EvoCUA: Evolving Computer Use Agents via Learning from Scalable Synthetic Experience
- •Meituan’s EvoCUA achieves 56.7% OSWorld success rate, setting new open-source record for AI Agent performance
- •Autonomous Synthetic Data generation and asynchronous Sandboxing rollouts overcome existing data scaling bottlenecks
- •Evolutionary learning strategy outperforms leading closed-source models while maintaining high parameter efficiency
The pursuit of agents capable of navigating a computer interface like a human has long been hindered by "data scarcity"—the lack of high-quality examples showing how to solve complex, multi-step digital tasks. Meituan’s LongCat Team has introduced EvoCUA, an open-source AI Agent that breaks this performance plateau by shifting from passive learning to a self-sustaining evolutionary cycle.
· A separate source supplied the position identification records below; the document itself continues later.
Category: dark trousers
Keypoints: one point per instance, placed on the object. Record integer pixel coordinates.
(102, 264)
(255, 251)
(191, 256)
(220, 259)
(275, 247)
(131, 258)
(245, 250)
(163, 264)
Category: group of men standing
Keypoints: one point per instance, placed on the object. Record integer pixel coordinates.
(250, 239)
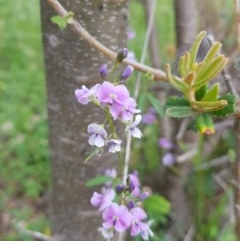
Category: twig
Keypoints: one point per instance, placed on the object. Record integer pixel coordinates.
(190, 234)
(82, 33)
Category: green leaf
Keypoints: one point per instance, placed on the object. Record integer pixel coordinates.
(212, 52)
(210, 72)
(98, 181)
(156, 205)
(179, 111)
(176, 101)
(204, 124)
(201, 92)
(229, 108)
(212, 93)
(176, 82)
(61, 22)
(156, 104)
(195, 46)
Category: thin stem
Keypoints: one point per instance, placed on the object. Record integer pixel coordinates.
(82, 33)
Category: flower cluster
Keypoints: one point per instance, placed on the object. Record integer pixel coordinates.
(118, 105)
(128, 215)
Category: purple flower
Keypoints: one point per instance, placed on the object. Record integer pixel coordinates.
(117, 217)
(125, 110)
(84, 94)
(143, 196)
(126, 73)
(111, 173)
(137, 226)
(102, 200)
(136, 183)
(98, 134)
(103, 71)
(134, 130)
(165, 143)
(168, 159)
(114, 145)
(106, 233)
(108, 94)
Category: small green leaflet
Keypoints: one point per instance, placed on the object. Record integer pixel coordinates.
(98, 181)
(179, 111)
(156, 205)
(156, 104)
(229, 109)
(62, 21)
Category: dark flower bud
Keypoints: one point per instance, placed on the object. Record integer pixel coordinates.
(119, 188)
(131, 187)
(126, 72)
(103, 71)
(131, 205)
(128, 180)
(122, 54)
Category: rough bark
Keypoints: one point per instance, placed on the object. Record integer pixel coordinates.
(70, 63)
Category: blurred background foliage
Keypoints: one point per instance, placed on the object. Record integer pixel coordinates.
(24, 158)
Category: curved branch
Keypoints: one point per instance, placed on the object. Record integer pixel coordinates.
(81, 32)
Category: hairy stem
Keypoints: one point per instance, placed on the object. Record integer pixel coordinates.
(82, 33)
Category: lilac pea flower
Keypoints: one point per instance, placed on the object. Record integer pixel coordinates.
(111, 173)
(125, 110)
(135, 181)
(127, 72)
(117, 217)
(143, 196)
(108, 94)
(102, 201)
(137, 226)
(165, 143)
(103, 71)
(134, 130)
(114, 145)
(106, 233)
(84, 94)
(98, 134)
(146, 232)
(168, 159)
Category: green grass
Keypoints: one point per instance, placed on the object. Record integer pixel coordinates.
(24, 161)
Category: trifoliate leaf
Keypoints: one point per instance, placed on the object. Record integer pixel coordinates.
(156, 104)
(179, 111)
(212, 52)
(204, 124)
(201, 92)
(212, 93)
(210, 72)
(98, 181)
(229, 108)
(176, 101)
(195, 46)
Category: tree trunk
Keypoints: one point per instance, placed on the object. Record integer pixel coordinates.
(70, 63)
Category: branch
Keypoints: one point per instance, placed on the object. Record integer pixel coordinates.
(82, 33)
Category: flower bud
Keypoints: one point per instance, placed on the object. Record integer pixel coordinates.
(103, 71)
(119, 189)
(126, 72)
(131, 205)
(122, 54)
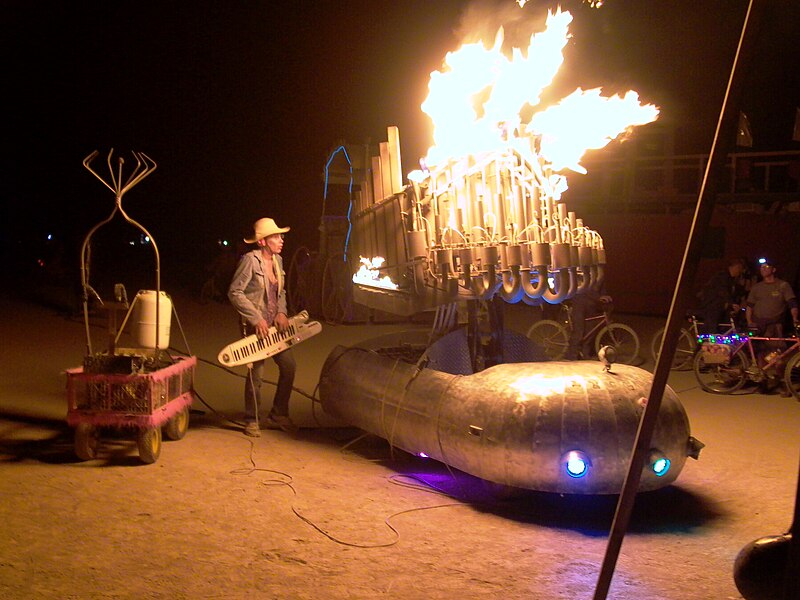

At the heart of EvoCUA is a verifiable synthesis engine that autonomously creates diverse digital tasks and their corresponding validators. This allows the system to generate its own training ground rather than relying on limited human-labeled datasets. To process this vast amount of experience, the researchers built a massive infrastructure capable of running tens of thousands of simultaneous Sandboxing simulations, where the agent "practices" navigating operating systems and applications like Excel or VSCode.
What makes EvoCUA truly distinctive is its iterative evolving learning strategy. Instead of just copying successful actions, the model analyzes its own failures through error analysis and self-correction. By identifying where its capabilities currently end, it transforms unsuccessful attempts into rich supervision. This approach propelled the 32B version of EvoCUA to a 56.7% success rate on the OSWorld benchmark, notably surpassing leading closed-source competitors and establishing a new frontier for open-source Multimodal AI.